In another recent research [62] that classifies the safety risks of 6loWPAN as an end-to-end and hop-to-hop attack. The hop-to-hop attacks of 6loWPAN systems are triggered by inner malicious nodes that are harmed. This form of attack is attacked by radio hops, phys-ical link and routing discovery process. Tempering, battery exhaus-tion, wormhole, jamming, spoofing and selective forwarding attacks are triggered by unprotected equipment and the ability of the attacker to control the 6loWPAN layer. The end-to-end attack on WSN IPv6-based systems is caused by unauthorized external hardware. Attack-ing the end-to-end link is harmful to the whole network. End-to-end security is necessary because the hardware performs reassembly in IPv6 and bundle fragmentation to maintain a strategic distance from bundle modification and to reassemble the components. The attack of this group takes place between the end of IPv6 and the 6loWPAN boundary switch. Overwhelming the edge router, for example, by gen-erating large amounts of activity or impeding communication by in-fusing incorrect messages within the border router.

8. 802.15.4 Standard

The IEEE 802.15.4 physical layer standard is also becoming popu-lar with IoT development due to the use of low power. However, reli-able data communication could be a major challenge in the low power consumption protocol. Various approaches have been implemented to provide reliable communication over the different layers of the proto-col stack. These approaches are secure, which is a physical layer and upper layer encryption, and theoretical information security, which can be achieved through physical layer security strategies. The strate-gies for physical layer encryption rely on the information modulation.

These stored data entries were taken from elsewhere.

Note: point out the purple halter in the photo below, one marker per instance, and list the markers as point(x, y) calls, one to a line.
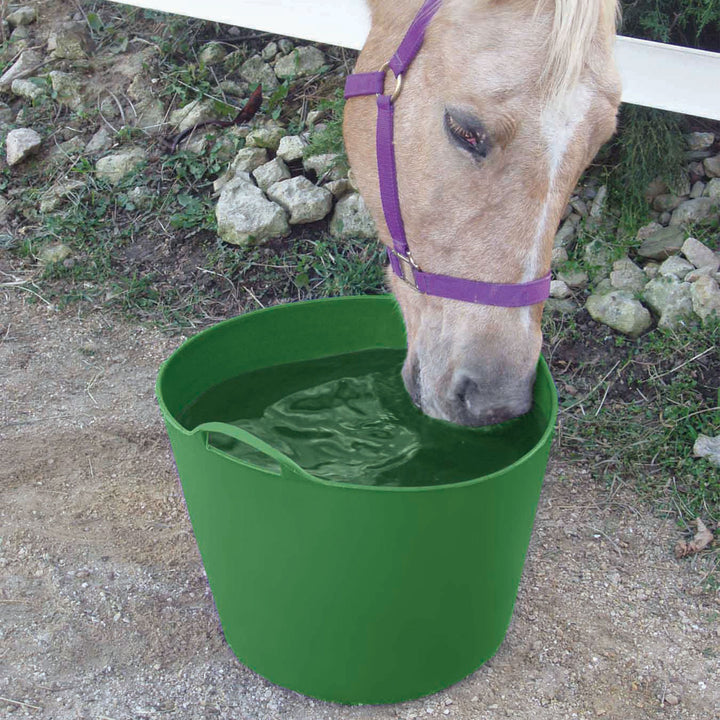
point(401, 260)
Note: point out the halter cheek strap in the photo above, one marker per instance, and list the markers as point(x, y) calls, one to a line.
point(401, 260)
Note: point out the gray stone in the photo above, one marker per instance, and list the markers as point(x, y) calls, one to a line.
point(700, 141)
point(352, 218)
point(559, 289)
point(626, 275)
point(663, 243)
point(712, 189)
point(693, 211)
point(115, 167)
point(675, 267)
point(58, 193)
point(576, 279)
point(256, 70)
point(712, 166)
point(670, 299)
point(20, 144)
point(705, 296)
point(67, 89)
point(194, 113)
point(70, 41)
point(291, 147)
point(245, 216)
point(28, 61)
point(22, 16)
point(708, 447)
point(325, 167)
point(620, 311)
point(565, 236)
point(267, 136)
point(666, 202)
point(700, 255)
point(212, 53)
point(697, 190)
point(303, 61)
point(31, 90)
point(269, 51)
point(54, 254)
point(304, 201)
point(271, 173)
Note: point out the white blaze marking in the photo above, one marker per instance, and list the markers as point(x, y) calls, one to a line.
point(558, 124)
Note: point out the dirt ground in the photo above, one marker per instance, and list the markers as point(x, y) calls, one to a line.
point(105, 611)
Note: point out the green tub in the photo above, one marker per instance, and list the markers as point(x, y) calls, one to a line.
point(349, 593)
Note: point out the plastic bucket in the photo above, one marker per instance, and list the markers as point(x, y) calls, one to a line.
point(349, 593)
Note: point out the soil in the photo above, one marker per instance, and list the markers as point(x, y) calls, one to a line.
point(105, 611)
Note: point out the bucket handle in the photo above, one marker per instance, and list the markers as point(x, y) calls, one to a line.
point(286, 464)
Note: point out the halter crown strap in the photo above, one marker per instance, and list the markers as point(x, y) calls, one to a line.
point(401, 260)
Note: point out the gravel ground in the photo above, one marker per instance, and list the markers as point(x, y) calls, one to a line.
point(105, 610)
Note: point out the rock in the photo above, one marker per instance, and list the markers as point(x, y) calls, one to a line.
point(620, 311)
point(269, 52)
point(20, 144)
point(256, 70)
point(267, 136)
point(709, 448)
point(663, 243)
point(352, 219)
point(694, 211)
point(647, 231)
point(67, 89)
point(670, 299)
point(70, 41)
point(675, 267)
point(565, 236)
point(700, 255)
point(22, 16)
point(115, 167)
point(270, 173)
point(325, 167)
point(339, 187)
point(194, 113)
point(712, 189)
point(303, 61)
point(576, 279)
point(32, 89)
point(304, 201)
point(700, 141)
point(666, 202)
point(712, 166)
point(705, 294)
point(245, 216)
point(626, 275)
point(291, 148)
point(99, 142)
point(28, 61)
point(598, 256)
point(697, 190)
point(58, 193)
point(212, 53)
point(54, 254)
point(559, 289)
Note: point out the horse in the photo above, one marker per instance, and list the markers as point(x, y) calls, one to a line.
point(504, 104)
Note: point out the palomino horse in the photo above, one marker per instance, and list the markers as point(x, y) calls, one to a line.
point(502, 107)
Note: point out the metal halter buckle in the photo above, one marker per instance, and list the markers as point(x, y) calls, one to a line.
point(398, 81)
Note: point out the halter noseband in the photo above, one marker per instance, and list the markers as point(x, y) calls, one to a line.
point(401, 260)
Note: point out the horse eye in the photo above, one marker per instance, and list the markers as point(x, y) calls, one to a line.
point(467, 132)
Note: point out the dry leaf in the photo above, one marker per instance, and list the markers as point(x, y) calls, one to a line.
point(703, 537)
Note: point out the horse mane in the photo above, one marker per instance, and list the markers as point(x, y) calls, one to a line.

At various protocols, sharing of security plans is for upper-level se-curity, such as end-to-end encryption, but they also do not prevent risks and attacks such as flood attacks, DoS and traffic inspections [63]. 802.15.4 is enabled by the MAC layer that offers security ser-vices such as confidentiality and integrity. However, these serser-vices may be achieved at the cost of the use of power, which is not easy for 802.4.15. For the transmission of secure data, a strategy for steganog-raphy method is proposed [64]. Low data rate over convert channel is a big drawback of this method.